We track accessibility issues like any other product bug. Active known limitations:

  • The in-game canvas does not yet describe rich tile detail (terrain type, decorative props) inside Accessibility Mode — only navigable game objects.
  • A few Quest-specific UIs (the songwriter step in Lyra, the board layout in Royal Game of Goose) need additional screen-reader narration for animation transitions.
  • Some teacher tools that show large data tables (full classroom rosters, multi-classroom progress reports) prioritize density over screen-reader ergonomics; we’re adding inline summaries and sortable accessible alternatives in upcoming releases.

Report a barrier

If you, your student, or a colleague hits an accessibility barrier in GPTQuest, please tell us. We treat reports as P1 and aim to acknowledge within two business days.
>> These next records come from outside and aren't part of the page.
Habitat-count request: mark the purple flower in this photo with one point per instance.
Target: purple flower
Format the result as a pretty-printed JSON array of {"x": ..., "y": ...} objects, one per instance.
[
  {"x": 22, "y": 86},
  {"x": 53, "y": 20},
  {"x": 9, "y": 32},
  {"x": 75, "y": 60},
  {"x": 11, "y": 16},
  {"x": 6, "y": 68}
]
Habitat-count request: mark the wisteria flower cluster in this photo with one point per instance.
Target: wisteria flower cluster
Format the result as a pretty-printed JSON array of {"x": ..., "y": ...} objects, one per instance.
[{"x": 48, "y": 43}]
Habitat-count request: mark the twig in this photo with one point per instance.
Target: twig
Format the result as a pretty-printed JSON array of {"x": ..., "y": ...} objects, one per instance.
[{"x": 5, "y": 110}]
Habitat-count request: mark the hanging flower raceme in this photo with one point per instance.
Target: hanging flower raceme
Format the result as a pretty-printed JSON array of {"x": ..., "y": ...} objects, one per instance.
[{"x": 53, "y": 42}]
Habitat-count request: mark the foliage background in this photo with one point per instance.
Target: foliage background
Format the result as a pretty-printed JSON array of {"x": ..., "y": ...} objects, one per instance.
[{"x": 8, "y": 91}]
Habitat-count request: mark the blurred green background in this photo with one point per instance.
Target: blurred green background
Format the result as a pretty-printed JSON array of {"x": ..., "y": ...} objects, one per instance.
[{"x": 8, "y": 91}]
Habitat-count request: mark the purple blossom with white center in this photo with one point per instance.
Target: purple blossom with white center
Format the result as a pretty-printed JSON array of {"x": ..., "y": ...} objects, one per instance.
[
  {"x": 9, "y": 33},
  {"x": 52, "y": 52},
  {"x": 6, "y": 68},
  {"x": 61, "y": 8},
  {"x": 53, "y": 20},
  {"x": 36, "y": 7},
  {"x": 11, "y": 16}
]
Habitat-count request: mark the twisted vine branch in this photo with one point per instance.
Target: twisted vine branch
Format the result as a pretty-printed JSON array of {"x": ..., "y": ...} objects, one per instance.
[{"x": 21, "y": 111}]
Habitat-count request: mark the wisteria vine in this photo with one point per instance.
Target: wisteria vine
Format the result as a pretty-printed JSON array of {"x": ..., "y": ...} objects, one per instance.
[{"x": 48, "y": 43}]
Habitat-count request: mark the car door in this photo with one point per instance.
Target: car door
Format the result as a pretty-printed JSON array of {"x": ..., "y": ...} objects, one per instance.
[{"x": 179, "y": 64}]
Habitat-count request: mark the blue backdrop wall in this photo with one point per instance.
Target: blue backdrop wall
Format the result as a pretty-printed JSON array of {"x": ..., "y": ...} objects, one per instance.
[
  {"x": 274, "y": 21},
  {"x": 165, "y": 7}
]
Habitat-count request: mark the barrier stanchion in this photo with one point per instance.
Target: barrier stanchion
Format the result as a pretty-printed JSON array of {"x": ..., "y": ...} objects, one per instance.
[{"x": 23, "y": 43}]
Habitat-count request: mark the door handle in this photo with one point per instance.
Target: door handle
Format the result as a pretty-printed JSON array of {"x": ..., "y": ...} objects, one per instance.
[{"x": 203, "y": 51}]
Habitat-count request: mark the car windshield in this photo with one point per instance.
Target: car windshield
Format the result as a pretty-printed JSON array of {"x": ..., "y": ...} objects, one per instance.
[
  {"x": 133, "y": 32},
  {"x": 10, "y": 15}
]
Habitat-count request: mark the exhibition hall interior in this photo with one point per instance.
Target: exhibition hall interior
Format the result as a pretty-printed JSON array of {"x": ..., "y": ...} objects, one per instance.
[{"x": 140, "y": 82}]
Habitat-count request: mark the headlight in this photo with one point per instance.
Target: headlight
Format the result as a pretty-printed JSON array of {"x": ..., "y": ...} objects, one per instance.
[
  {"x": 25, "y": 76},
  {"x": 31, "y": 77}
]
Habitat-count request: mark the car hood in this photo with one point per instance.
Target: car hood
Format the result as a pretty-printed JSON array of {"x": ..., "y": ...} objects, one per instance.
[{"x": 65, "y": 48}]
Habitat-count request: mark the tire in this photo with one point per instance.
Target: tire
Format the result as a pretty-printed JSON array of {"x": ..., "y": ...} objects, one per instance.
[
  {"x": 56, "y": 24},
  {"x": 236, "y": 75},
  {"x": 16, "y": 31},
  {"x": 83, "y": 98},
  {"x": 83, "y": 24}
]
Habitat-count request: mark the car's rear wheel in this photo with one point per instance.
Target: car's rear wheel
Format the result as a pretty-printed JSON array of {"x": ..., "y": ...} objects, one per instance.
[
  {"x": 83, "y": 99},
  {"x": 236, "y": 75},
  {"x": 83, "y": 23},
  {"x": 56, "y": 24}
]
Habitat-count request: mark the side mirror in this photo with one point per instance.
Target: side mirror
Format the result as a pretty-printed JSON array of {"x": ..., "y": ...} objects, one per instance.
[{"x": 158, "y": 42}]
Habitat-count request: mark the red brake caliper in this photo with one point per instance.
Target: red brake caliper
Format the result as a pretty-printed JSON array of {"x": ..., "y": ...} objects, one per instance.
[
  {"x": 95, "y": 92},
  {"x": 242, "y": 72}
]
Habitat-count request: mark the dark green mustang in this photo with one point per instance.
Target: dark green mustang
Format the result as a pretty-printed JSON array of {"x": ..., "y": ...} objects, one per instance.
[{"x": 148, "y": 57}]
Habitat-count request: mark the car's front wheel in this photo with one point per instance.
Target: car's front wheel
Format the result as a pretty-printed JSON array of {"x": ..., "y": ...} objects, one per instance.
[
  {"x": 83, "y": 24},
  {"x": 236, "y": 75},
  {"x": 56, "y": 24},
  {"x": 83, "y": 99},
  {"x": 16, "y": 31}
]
The fastest path is our Contact Us page (select “Report” from the dropdown) or by emailing contact@kixmetalabs.com with the page URL, the assistive technology you were using, and what you expected versus what happened.

For school procurement

Schools evaluating GPTQuest for purchase often need a Voluntary Product Accessibility Template (VPAT) or Accessibility Conformance Report (ACR). We can provide one on request — reach out via Contact Us and note your district name and the timeline you’re working with. For data-handling and FERPA / COPPA terms, see our DPA for Schools.

How this page changes

We’ll update this page each time a substantive conformance change ships — new audit results, new features that move the needle, or resolved limitations. The “Last updated” date at the top reflects the most recent revision.